Sicheng Wang / Daily Nexus

Morgan Sanders enjoyed her quarter in Italy so much that she didn’t bother checking any emails from her home university. She was too busy posting selfies from coliseums to see the hundreds of zesty fire memes from her peers. Sanders returned to the U.S. feeling enlightened and refreshed, but she would soon pay for her insolence.

On January 9, 2018, Sanders walked into Buchanan 1920, expecting to be welcomed to History 177: California History. She was surprised to find the lecture hall packed even though she arrived 15 minutes early.

“I remember a student next to me asked if I was nervous,” Sanders recalled. “I asked them if they thought it was going to be that difficult; I guess I should have clarified.”

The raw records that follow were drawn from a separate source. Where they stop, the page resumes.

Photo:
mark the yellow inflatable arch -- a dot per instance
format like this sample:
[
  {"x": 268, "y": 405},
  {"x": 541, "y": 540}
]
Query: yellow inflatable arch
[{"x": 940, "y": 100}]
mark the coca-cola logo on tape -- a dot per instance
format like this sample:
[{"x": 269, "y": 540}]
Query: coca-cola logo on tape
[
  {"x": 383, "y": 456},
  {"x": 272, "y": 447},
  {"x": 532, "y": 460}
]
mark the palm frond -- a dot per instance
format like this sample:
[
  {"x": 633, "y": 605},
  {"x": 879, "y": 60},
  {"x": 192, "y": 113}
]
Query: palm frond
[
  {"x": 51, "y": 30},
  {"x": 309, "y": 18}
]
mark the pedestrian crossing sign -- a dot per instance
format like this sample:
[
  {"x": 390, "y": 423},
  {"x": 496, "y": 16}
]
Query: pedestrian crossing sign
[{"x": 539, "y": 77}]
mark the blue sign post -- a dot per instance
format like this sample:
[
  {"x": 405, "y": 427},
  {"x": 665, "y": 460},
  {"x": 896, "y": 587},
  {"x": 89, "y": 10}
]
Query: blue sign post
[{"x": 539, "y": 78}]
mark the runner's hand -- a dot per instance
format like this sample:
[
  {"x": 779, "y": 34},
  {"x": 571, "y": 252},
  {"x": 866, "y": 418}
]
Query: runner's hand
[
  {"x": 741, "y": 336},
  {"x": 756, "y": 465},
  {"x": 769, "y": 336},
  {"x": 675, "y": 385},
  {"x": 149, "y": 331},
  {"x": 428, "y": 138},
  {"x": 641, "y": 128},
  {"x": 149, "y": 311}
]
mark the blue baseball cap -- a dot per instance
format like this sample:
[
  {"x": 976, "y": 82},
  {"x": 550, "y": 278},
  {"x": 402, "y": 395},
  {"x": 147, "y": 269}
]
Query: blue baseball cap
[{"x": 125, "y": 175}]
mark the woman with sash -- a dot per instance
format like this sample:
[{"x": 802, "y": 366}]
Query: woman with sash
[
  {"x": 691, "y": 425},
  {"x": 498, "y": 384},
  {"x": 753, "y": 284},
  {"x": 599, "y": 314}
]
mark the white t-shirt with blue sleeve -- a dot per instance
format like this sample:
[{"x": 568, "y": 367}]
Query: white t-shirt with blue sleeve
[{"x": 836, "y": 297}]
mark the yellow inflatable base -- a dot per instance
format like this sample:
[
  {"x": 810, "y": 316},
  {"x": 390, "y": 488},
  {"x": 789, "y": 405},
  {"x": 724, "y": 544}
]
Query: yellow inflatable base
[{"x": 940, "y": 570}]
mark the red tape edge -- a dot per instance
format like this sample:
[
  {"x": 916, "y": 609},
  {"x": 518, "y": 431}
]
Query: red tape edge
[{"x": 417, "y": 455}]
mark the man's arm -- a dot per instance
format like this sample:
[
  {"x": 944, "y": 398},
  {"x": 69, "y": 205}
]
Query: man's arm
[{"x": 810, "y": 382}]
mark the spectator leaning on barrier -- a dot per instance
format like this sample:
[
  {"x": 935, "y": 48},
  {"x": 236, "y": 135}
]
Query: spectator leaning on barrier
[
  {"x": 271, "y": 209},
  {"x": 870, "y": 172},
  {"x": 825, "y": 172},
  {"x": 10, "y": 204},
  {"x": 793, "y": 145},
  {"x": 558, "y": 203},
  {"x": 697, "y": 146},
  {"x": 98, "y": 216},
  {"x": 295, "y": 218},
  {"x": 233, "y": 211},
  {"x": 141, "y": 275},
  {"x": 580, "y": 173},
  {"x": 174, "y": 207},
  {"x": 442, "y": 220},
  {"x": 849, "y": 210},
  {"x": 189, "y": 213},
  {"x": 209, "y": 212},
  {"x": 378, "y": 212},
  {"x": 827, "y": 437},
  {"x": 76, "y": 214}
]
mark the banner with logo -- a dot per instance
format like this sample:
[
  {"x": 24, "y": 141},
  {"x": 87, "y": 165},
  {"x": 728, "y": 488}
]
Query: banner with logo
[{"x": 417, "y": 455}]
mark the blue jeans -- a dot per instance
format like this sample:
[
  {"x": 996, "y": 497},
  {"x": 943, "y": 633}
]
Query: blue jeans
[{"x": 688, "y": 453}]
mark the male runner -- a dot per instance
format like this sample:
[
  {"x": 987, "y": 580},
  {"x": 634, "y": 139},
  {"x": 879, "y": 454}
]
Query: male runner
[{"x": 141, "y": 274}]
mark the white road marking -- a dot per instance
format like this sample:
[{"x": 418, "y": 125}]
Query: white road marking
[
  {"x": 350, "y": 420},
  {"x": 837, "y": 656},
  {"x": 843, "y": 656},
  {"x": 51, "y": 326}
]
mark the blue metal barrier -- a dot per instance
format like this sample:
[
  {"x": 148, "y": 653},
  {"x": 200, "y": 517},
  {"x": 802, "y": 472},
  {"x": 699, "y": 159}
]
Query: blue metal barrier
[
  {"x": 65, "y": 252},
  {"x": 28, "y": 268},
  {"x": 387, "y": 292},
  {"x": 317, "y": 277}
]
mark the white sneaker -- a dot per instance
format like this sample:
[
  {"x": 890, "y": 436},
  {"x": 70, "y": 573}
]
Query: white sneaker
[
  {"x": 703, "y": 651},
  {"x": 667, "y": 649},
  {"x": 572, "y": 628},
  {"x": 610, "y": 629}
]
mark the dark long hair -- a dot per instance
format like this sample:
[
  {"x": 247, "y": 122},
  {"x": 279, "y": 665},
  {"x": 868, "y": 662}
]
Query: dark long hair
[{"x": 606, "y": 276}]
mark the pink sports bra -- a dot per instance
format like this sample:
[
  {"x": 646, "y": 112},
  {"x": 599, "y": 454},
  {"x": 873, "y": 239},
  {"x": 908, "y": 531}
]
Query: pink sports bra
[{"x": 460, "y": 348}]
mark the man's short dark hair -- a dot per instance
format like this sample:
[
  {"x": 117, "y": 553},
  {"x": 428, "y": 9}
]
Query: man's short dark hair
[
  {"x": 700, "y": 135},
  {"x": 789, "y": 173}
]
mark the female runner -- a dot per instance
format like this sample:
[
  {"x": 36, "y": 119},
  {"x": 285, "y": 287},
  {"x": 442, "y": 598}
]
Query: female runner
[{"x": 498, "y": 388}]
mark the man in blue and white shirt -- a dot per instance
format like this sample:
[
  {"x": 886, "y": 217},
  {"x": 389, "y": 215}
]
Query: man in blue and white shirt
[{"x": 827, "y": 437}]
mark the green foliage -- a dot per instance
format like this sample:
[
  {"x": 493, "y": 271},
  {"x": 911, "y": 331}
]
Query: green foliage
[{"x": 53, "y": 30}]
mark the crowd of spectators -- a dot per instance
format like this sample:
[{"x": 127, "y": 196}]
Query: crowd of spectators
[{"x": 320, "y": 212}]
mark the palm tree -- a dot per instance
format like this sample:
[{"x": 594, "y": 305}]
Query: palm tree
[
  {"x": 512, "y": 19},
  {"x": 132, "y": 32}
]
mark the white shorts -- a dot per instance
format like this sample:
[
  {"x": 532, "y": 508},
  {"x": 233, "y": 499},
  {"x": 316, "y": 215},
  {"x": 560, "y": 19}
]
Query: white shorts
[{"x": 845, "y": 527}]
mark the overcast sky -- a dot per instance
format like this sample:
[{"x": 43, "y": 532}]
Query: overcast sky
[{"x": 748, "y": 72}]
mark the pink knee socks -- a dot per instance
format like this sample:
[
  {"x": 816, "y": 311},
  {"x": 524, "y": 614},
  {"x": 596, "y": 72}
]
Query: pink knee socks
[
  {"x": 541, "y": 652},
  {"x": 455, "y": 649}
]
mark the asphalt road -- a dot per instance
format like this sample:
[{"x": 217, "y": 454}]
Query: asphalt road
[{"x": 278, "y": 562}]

The TAs then handed out the exams, and the professor wrote the time remaining on the board. Still, Sanders remained clueless.

“I thought they were the syllabi, and maybe the professor just knew how much we all wanted to leave.” It wasn’t until she began flipping through the exam that she started to suspect that something was wrong. The test included essays about required readings and a multiple-choice section on Homer’s The Odyssey.  

“That’s when I got up and ran. I’ve seen The Simpsons, so I know Homer is from Illinois and not California.”

Sanders hopes that by sharing her story, she will save others from enduring the same fate.

 

Emily Anne Williams is a third-year linguistics major that checks her umail religiously.